If you will only benefit from this lens on one occasion, it makes sense to rent. However, if you're going to use it multiple times and incur multiple rental fees, why not buy? Even if you break even buying, you still don't have to go through the steps of placing the order, being a little more freaked out than normal about damaging the lens, shipping it back, repeating that process over and over - and that's worth something in my book. Of course, there's always the "hassle" of selling something too.


----------



## KyleSTL (Jun 4, 2012)

Random Orbits said:


> I wouldn't dismiss Ebay so easily. I tried selling an item (ef-s 17-55) for the first time last month, and it took me about an hour to set up the page. Assuming you buy it used/refurbished and sell it for the same price, you'd lose about 12% due to Ebay/Paypal fees, which would be covered by a 2-3 week rental. You could do better on other sites, but at least there is some protection with Ebay.
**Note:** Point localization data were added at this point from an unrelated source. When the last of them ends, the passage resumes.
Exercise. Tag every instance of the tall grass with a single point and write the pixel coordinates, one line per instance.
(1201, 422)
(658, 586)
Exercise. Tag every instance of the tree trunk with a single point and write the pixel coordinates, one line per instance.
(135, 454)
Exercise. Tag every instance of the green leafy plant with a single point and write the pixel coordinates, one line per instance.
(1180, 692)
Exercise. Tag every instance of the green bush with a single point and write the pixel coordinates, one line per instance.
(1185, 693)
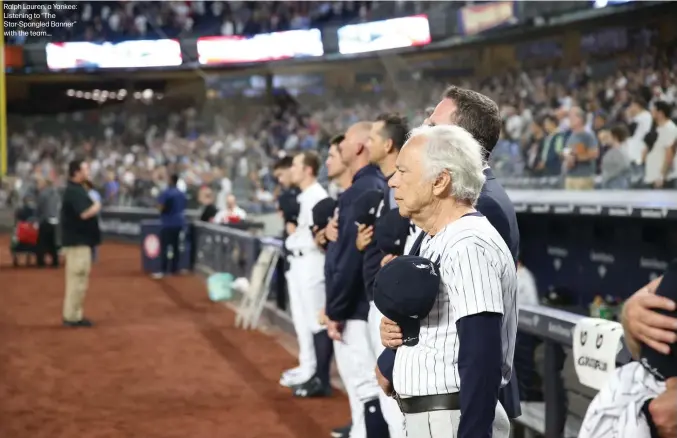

I would not take this advice. Reason being is that if you are new to eBay and have no feedback (or very little feedback) you will not get the same selling price as more established and trusted sellers. My auctions go for good prices because I time the close of the auction well, have excellent feedback (100% and 90 star rating), and have very well lit and detailed photos in the auction. If it weren't for my good feedback, my auctions would probably close at prices 20-30% lower.


----------



## Razor2012 (Jun 4, 2012)

KyleSTL said:


> Random Orbits said:
> 
> 
> > I wouldn't dismiss Ebay so easily. I tried selling an item (ef-s 17-55) for the first time last month, and it took me about an hour to set up the page. Assuming you buy it used/refurbished and sell it for the same price, you'd lose about 12% due to Ebay/Paypal fees, which would be covered by a 2-3 week rental. You could do better on other sites, but at least there is some protection with Ebay.
> ...



True, people rely on feedback quite a bit. I've bought and sold hundreds of items on eBay and people are more likely to deal with someone with good feedback rather than someone new or with negative feedback. A person will go alot further on eBay if they have the time and patience to do a good job with their listing.


----------



## Random Orbits (Jun 4, 2012)

KyleSTL said:


> Random Orbits said:
> 
> 
> > I wouldn't dismiss Ebay so easily. I tried selling an item (ef-s 17-55) for the first time last month, and it took me about an hour to set up the page. Assuming you buy it used/refurbished and sell it for the same price, you'd lose about 12% due to Ebay/Paypal fees, which would be covered by a 2-3 week rental. You could do better on other sites, but at least there is some protection with Ebay.
> ...



The buyer protection program has changed the risk calculation and has made Ebay a lot more attractive for selling high value items. Sure, you might lose on shipping cost, but it limits financial loss. I joined Ebay when it came out in the 90s, bought low value stuff and only recently used it to buy camera equipment. There is no way that I would buy high value items without the buyer protection plan in place. I've bought dozens of items over the years and sold my first item last month. My "feedback" rating was a 9. I rarely leave feedback and generally people don't leave for my transactions either. In fact, I more likely believe listing stories of those that have moderate ratings numbers. High numbers indicate people that buy/sell as a business. Would you believe someone that says they are the sole owner of a lens when he has multiple lenses for sale, and has ratings in the hundreds? 

High feedback ratings means less now that Ebay has limited the financial loss. You just have to make sure that you ship insured with signature confirmation, but that is spelled out in their seller guidelines.

I also did not say that you should not have good pictures of the product. That goes without saying, but it is not inaccurate to say that it takes about an hour to set up a seller transaction for the first time because I did it. I got a competitive price for my listing. Ebay has created a "safe" marketplace for people. You can get more value by selling/buying on Ebay rather than buying/selling to places like Adorama. I tried selling it Adorama first, but they offered a price that is hundreds of dollars less that my net (auction price less Ebay/Palpay fees). You might be able to better on Craigslist or some other site, but neither of those methods have any transaction protections.


----------



## re:k photographie (Jun 5, 2012)

Do you belong to Canon Professional Services (CPS)? CPS loan program is free & you may keep the lens for up to two weeks.


----------



## dawgfanjeff (Jun 5, 2012)

I have used aperturent.com a few times and highly recommend them.


----------